If he runs, NBC will have to pull the plug on episodes featuring Thompson due to federal regulations. The FCC’s equal time regulations allow candidates equal time on public airwaves. Cable channels do not use public airwaves, so stations like TNT, which airs “Law & Order” reruns, are exempt.
Unlike predecessors Adam Schiff (Steven Hill) and Nora Lewin (Dianne Wiest) on the New York-centric show, Thompson’s D.A. Arthur Branch is—surprise, surprise—a Republican conservative.
NBC announced that it will not schedule any future episodes Thompson appears in, beyond those already scheduled, if he runs.
And according to the Times, TNT may voluntarily take Thompson out of circulation if he runs, “to avoid complaints.”
In his three-decade-long screen acting career, Thompson, a Tennessee Republican who served in the U.S. Senate from 1994-2002, has played politicians, lawyers and high ranking soldiers, and with his Southern drawl and authoritarian image, the small segment of Americans who base their vote on vitals like charisma, oratory skills and wardrobe could be swayed.
Before he was a U.S. Senator, Thompson was a lobbyist, and minority counsel for the Senate Watergate Committee.

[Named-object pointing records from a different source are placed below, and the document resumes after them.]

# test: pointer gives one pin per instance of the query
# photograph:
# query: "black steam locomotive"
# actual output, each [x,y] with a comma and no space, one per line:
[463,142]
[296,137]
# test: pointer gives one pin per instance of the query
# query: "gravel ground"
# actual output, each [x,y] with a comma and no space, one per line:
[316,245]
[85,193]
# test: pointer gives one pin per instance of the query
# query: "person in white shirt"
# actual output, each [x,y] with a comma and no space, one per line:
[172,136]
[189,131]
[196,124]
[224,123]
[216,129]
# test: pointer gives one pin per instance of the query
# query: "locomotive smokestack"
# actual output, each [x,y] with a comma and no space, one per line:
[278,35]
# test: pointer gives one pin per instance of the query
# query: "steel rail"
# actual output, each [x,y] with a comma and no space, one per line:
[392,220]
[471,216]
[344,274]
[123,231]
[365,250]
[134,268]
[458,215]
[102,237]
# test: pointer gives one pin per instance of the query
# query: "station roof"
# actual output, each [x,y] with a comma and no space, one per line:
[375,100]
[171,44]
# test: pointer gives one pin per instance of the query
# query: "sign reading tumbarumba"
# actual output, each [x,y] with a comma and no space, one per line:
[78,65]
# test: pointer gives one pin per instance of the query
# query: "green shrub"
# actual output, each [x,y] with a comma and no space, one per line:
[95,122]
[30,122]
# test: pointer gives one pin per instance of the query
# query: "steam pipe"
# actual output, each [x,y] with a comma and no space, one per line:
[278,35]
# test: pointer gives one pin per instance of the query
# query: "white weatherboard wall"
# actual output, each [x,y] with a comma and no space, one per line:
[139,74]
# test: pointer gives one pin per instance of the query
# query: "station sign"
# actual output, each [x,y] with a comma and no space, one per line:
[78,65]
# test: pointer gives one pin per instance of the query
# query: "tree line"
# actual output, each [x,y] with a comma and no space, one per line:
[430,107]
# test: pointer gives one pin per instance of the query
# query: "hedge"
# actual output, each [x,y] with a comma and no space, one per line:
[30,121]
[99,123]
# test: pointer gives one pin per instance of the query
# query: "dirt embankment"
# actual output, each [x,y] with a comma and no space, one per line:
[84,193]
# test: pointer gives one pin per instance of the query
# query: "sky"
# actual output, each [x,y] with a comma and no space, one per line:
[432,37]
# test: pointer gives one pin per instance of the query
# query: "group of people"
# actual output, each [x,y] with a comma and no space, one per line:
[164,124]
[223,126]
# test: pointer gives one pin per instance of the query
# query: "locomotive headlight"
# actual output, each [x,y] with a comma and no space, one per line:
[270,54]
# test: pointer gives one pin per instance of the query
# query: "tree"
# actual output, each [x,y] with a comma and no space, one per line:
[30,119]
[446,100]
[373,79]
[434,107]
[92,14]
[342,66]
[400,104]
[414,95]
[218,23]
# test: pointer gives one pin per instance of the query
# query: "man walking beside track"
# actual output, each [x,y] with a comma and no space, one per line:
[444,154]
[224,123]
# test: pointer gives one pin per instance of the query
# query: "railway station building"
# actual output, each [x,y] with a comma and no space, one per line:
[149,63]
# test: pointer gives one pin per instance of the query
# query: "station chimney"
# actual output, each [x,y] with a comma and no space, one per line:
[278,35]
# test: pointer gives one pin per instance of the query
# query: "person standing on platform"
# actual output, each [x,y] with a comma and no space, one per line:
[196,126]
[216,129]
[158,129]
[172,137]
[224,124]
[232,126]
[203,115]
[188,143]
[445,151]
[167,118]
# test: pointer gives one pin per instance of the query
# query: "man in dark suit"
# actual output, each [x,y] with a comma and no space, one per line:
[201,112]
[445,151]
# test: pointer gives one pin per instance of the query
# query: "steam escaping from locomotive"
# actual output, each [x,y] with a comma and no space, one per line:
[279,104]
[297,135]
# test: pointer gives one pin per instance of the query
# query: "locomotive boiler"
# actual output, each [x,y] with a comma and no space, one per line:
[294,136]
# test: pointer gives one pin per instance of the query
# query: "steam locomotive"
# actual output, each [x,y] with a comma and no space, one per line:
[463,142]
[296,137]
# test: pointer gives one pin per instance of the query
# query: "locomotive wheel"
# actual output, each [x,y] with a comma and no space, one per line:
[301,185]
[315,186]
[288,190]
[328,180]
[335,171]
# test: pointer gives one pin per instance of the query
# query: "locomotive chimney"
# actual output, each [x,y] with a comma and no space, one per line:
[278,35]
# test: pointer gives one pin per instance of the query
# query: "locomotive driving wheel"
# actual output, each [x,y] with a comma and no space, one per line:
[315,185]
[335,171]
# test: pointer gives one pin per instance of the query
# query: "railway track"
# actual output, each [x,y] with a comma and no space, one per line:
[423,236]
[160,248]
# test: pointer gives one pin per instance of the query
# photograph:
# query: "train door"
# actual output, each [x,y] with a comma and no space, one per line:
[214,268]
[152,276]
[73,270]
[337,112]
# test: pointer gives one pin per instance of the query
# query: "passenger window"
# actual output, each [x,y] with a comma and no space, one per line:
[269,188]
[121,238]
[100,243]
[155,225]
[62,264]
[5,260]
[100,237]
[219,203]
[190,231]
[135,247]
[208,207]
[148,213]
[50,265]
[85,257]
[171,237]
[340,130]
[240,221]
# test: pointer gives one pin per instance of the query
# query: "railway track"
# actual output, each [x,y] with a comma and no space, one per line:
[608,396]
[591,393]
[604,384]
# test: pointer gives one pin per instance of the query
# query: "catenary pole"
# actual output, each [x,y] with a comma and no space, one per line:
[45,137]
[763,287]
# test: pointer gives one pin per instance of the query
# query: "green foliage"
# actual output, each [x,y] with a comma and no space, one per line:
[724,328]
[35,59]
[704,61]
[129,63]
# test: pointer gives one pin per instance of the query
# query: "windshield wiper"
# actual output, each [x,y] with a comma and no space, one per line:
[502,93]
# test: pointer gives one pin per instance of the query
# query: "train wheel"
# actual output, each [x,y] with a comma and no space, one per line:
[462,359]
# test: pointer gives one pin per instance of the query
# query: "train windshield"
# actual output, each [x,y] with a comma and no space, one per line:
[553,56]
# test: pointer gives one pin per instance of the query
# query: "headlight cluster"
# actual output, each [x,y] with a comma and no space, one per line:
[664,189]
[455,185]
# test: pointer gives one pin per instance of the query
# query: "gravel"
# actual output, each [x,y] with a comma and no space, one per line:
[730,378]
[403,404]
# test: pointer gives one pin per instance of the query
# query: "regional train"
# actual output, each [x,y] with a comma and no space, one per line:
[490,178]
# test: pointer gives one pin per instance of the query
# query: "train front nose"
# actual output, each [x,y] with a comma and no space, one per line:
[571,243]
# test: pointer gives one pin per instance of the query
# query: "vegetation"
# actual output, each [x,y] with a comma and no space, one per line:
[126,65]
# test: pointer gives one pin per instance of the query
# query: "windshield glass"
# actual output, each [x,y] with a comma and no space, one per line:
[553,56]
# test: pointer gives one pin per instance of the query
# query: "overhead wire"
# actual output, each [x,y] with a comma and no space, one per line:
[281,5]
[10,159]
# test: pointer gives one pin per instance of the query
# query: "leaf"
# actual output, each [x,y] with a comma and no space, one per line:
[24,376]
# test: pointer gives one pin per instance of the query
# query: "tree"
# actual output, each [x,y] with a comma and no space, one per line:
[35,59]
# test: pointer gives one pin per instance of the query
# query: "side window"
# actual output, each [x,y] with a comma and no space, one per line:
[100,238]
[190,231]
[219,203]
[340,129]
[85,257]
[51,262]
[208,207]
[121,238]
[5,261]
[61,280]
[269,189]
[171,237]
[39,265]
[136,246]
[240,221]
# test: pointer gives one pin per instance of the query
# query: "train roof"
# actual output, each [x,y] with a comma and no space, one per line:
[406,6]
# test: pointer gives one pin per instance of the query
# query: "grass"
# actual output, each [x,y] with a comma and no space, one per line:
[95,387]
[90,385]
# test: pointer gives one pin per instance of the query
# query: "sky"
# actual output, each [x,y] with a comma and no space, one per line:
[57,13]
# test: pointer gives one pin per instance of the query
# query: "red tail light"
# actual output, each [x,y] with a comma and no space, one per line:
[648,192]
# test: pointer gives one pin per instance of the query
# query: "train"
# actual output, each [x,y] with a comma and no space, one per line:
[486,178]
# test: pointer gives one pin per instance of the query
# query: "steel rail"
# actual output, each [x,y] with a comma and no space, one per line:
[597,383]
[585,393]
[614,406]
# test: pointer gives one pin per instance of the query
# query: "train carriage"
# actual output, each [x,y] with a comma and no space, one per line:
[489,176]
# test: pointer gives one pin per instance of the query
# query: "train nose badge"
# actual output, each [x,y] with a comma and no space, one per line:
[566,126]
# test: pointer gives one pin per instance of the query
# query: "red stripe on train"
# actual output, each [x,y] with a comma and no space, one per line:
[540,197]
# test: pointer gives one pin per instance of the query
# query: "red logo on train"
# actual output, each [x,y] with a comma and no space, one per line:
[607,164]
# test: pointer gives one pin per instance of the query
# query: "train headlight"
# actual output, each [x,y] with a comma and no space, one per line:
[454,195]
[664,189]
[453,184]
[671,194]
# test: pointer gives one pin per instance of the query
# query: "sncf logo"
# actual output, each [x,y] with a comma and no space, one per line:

Scott Armstrong, who was an investigator for Democrats on the committee has accused him as being “a mole for the [Nixon] White House” because Thompson alerted Nixon’s lawyer that the committee knew the administration had a taping system, as soon as he found out from another member of the committee.
In recently released transcripts from White House tapes, Nixon calls Thompson “dumb as hell, but friendly.”